AI Infrastructure to Require $7tn by 2030, says McKinsey

Almost US$7tn will need to be invested in global data centre infrastructure to meet the rising demand for AI, according to a McKinsey report.
The report found that companies across the tech infrastructure ecosystem will need to invest US$6.7tn worldwide by 2030 to meet growing demand for AI and traditional IT applications. It also suggests US$5.2tn could be for AI-related data centre capacity alone, coming months after OpenAI and SoftBank announced their US$500 billion Stargate project to develop shared computing facilities.
Hyperscalers face tough investment decisions for future demand
The compute power value chain faces unprecedented investment decisions amid uncertainty about how AI development will impact future demand. Boston Consulting Group reports data centre investments have surged to US$50 billion in 2024, up from US$11 billion in 2020, driven by AI requirements.
- $3.1 trillion – The investment required by semiconductor firms and IT suppliers, marking the largest share of projected capital needs
- 20-30 megawatts – Power requirements for a typical AI-optimised data centre, compared to 5-10 megawatts for traditional facilities
- 70% – Proportion of future data centre demand projected to come from AI workloads by 2030
“Will hyperscalers continue shouldering the cost burden, or will enterprises, governments, and financial institutions step in with new financing models?” McKinsey asks. Companies face a dilemma: overinvesting risks stranding assets, while underinvesting means falling behind competitors.
McKinsey projects global data centre capacity could triple by 2030, with 70% of demand coming from AI workloads. This projection depends on viable AI use cases delivering business value and the pace of technology innovation. The report notes that growth will be uneven across regions, with highest concentration expected in areas with established technology ecosystems and reliable power infrastructure.
Chinese LLM company DeepSeek reported in February 2025 that its V3 model reduced “training costs by approximately 18 times and inferencing costs by about 36 times, compared with GPT-4o.” However, McKinsey suggests these efficiency gains might be offset by increased experimentation and training across the broader AI market, maintaining overall compute demand at projected levels.
McKinsey identifies key investor groups in AI infrastructure
The research categorises five investor archetypes with distinct challenges and opportunities. Builders – real estate developers and construction companies – are projected to invest US$800bn in AI workload capital expenditure.
Labour shortages present a significant challenge for builders, with the report noting that construction timelines are extending due to skills gaps across multiple markets. This challenge is driving innovation in construction methodologies, with prefabrication and automated building systems gaining traction.
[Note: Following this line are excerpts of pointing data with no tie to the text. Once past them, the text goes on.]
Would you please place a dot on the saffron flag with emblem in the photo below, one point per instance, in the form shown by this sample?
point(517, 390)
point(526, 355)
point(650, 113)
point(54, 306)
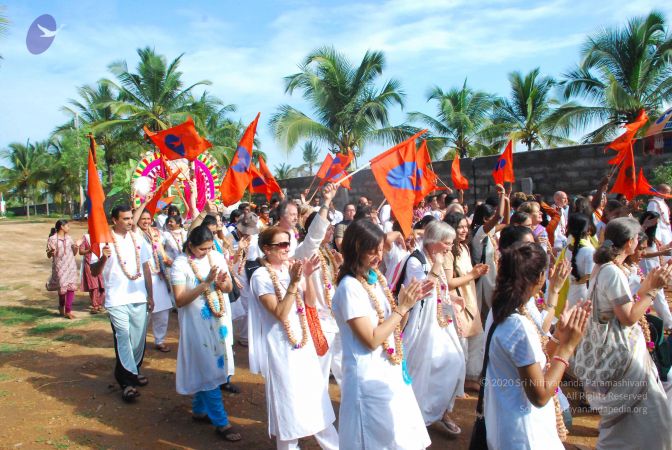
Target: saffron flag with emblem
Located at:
point(181, 141)
point(624, 142)
point(154, 201)
point(459, 180)
point(399, 177)
point(238, 175)
point(626, 181)
point(504, 168)
point(99, 230)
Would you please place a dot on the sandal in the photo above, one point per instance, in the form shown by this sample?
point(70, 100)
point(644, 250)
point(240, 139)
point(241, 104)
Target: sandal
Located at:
point(129, 394)
point(231, 388)
point(449, 427)
point(142, 380)
point(229, 433)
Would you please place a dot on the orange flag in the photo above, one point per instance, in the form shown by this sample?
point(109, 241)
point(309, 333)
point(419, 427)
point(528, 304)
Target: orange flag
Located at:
point(397, 173)
point(181, 141)
point(238, 175)
point(504, 168)
point(459, 181)
point(152, 204)
point(626, 181)
point(99, 230)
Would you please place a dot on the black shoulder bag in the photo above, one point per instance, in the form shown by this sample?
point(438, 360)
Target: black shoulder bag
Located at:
point(478, 433)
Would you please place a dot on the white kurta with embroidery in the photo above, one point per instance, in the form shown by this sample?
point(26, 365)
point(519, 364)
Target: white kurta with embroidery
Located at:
point(435, 359)
point(378, 409)
point(201, 355)
point(297, 398)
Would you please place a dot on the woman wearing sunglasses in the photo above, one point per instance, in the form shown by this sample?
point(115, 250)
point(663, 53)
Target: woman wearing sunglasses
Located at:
point(282, 349)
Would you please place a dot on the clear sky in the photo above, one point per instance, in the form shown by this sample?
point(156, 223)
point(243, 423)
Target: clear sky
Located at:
point(246, 48)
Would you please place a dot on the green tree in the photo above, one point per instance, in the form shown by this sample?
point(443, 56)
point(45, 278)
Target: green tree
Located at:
point(154, 96)
point(349, 109)
point(622, 71)
point(526, 116)
point(311, 155)
point(462, 121)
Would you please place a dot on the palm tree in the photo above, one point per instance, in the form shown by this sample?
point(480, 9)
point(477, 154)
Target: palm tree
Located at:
point(526, 115)
point(284, 171)
point(154, 96)
point(311, 155)
point(621, 72)
point(461, 123)
point(349, 109)
point(26, 169)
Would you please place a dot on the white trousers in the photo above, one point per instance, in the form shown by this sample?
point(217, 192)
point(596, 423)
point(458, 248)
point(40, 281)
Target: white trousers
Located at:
point(327, 439)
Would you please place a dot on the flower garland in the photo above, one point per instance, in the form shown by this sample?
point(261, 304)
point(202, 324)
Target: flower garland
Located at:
point(209, 295)
point(559, 422)
point(326, 282)
point(396, 354)
point(441, 290)
point(300, 310)
point(136, 247)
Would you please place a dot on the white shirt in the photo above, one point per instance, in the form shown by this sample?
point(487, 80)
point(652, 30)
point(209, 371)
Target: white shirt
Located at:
point(119, 290)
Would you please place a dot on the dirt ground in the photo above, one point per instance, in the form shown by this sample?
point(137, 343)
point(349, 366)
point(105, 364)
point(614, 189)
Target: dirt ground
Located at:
point(57, 389)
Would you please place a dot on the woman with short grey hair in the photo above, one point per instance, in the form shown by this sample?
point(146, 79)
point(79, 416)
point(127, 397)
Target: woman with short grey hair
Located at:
point(435, 359)
point(619, 376)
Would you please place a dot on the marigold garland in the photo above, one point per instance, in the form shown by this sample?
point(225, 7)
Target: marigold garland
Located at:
point(300, 310)
point(122, 263)
point(395, 355)
point(208, 294)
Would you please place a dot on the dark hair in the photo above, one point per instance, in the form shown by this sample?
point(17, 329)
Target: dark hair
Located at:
point(520, 268)
point(198, 236)
point(518, 218)
point(57, 227)
point(512, 234)
point(617, 233)
point(422, 223)
point(173, 209)
point(209, 220)
point(119, 209)
point(651, 231)
point(267, 235)
point(481, 213)
point(578, 226)
point(363, 212)
point(360, 237)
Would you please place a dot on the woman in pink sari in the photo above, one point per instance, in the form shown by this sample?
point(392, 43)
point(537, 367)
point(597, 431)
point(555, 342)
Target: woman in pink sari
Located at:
point(64, 279)
point(93, 285)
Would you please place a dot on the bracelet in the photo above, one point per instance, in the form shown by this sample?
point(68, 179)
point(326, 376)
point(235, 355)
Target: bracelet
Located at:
point(562, 360)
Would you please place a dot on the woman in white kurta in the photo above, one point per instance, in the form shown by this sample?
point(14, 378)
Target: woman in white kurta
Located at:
point(200, 282)
point(297, 398)
point(378, 407)
point(435, 359)
point(162, 301)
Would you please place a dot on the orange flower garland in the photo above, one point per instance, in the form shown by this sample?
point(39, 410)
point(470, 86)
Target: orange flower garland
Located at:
point(395, 355)
point(300, 310)
point(122, 263)
point(209, 296)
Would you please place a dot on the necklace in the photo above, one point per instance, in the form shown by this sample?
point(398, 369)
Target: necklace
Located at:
point(396, 354)
point(325, 261)
point(122, 263)
point(441, 288)
point(209, 295)
point(300, 310)
point(559, 422)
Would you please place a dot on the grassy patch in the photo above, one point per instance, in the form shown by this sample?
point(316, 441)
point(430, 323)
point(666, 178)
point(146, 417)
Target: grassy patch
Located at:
point(14, 315)
point(70, 338)
point(50, 327)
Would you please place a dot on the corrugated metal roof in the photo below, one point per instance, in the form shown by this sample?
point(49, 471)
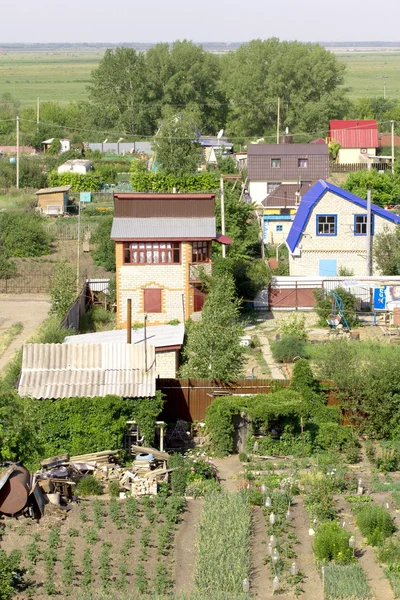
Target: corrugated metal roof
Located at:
point(163, 229)
point(285, 195)
point(73, 370)
point(160, 336)
point(63, 188)
point(314, 195)
point(354, 134)
point(277, 150)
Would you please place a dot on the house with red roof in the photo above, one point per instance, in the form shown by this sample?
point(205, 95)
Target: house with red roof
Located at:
point(357, 139)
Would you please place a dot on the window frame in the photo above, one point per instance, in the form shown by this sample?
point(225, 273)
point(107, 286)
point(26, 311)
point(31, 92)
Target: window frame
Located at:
point(145, 310)
point(335, 225)
point(156, 247)
point(200, 244)
point(364, 215)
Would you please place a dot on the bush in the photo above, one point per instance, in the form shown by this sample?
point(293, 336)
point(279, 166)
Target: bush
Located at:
point(375, 523)
point(24, 234)
point(104, 253)
point(89, 486)
point(294, 326)
point(113, 489)
point(325, 304)
point(289, 348)
point(332, 543)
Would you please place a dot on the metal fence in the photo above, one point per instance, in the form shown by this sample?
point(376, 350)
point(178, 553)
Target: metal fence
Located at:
point(69, 231)
point(188, 399)
point(36, 282)
point(351, 167)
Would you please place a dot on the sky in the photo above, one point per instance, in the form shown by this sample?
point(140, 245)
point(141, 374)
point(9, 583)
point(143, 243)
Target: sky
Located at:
point(42, 21)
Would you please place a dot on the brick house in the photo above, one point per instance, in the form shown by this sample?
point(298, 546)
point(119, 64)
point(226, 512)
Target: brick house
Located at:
point(329, 232)
point(270, 165)
point(357, 139)
point(162, 241)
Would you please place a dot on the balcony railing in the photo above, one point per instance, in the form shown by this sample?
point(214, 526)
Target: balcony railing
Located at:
point(196, 269)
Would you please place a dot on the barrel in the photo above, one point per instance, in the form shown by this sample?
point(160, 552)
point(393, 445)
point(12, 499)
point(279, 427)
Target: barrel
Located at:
point(14, 493)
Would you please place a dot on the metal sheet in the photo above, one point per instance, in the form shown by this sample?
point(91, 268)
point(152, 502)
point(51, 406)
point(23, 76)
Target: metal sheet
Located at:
point(164, 229)
point(87, 370)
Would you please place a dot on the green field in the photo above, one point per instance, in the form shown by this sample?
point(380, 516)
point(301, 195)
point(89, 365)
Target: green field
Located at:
point(52, 76)
point(63, 76)
point(364, 72)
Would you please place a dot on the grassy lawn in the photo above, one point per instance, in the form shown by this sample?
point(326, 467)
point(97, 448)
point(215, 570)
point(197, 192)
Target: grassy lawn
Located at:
point(364, 72)
point(52, 76)
point(63, 76)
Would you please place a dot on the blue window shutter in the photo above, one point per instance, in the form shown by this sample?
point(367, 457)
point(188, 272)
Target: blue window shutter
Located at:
point(327, 267)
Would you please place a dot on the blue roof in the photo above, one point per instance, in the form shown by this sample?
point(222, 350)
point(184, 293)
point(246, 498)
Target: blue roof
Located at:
point(315, 194)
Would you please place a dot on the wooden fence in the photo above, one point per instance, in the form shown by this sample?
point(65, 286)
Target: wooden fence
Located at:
point(188, 399)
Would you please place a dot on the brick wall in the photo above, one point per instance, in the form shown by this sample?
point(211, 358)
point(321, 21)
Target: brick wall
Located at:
point(348, 249)
point(173, 280)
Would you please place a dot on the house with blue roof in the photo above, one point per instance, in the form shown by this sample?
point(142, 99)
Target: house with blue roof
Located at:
point(329, 231)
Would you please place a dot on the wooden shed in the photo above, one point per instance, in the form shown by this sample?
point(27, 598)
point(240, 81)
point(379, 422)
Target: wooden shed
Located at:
point(53, 201)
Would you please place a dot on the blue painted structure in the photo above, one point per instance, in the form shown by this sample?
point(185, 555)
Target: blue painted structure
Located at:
point(311, 198)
Energisers – utilities and energy providers – face US$1.3tn in AI-related capital requirements. These companies are “making substantial investments in emerging power-generation technologies” while addressing grid weaknesses. McKinsey expects “renewables projected to account for approximately 45% to 50% of the energy mix by 2030, up from about a third today.”
- Builders: Real estate developers and construction companies investing $800 billion in physical infrastructure
- Energisers: Utilities and power providers committing $1.3 trillion to energy generation and distribution
- Technology developers: Semiconductor firms and IT suppliers requiring $3.1 trillion for computing hardware
- Operators: Hyperscalers and colocation providers optimising infrastructure utilisation
- AI architects: Model developers and enterprises building proprietary AI capabilities
The power requirements for AI infrastructure are substantial. A typical AI-optimised data centre requires 20-30 megawatts of power, compared to 5-10 megawatts for traditional facilities. This increased demand is straining existing grid capacity in many regions, creating bottlenecks for expansion.
Technology developers and designers – semiconductor firms and IT suppliers – face the largest investment need at US$3.1tn. “A small number of semiconductor firms have a disproportionate influence on industry supply, making them potential chokepoints in compute power growth,” the report states. This concentration creates significant market risks, with delays in chip production causing ripple effects throughout the AI ecosystem.
The remaining groups – operators (hyperscalers and colocation providers) and AI architects (model developers) – were not quantified in the research but play crucial roles in optimising infrastructure utilisation and computational efficiency.
Efficiency improvements shape computing requirements
Cost structures for AI are evolving, particularly for inference operations. “Models with advanced reasoning capabilities require significantly higher inference costs. For example, it costs six times more for inference on OpenAI’s o1 compared with the company’s non-reasoning GPT-4o,” the research reveals.
To address these costs, “leading AI companies are optimising their model architectures by using techniques like sparse activations and distillation” to reduce computational requirements. These optimisations could significantly impact the long-term infrastructure requirements for AI deployment.
McKinsey recommends companies focus on understanding demand projections amid uncertainty, innovating on compute efficiency and building supply-side resilience.
“Investing strategically is not just a race to scale data infrastructure – it’s a race to shape the future of AI itself,” the report concludes.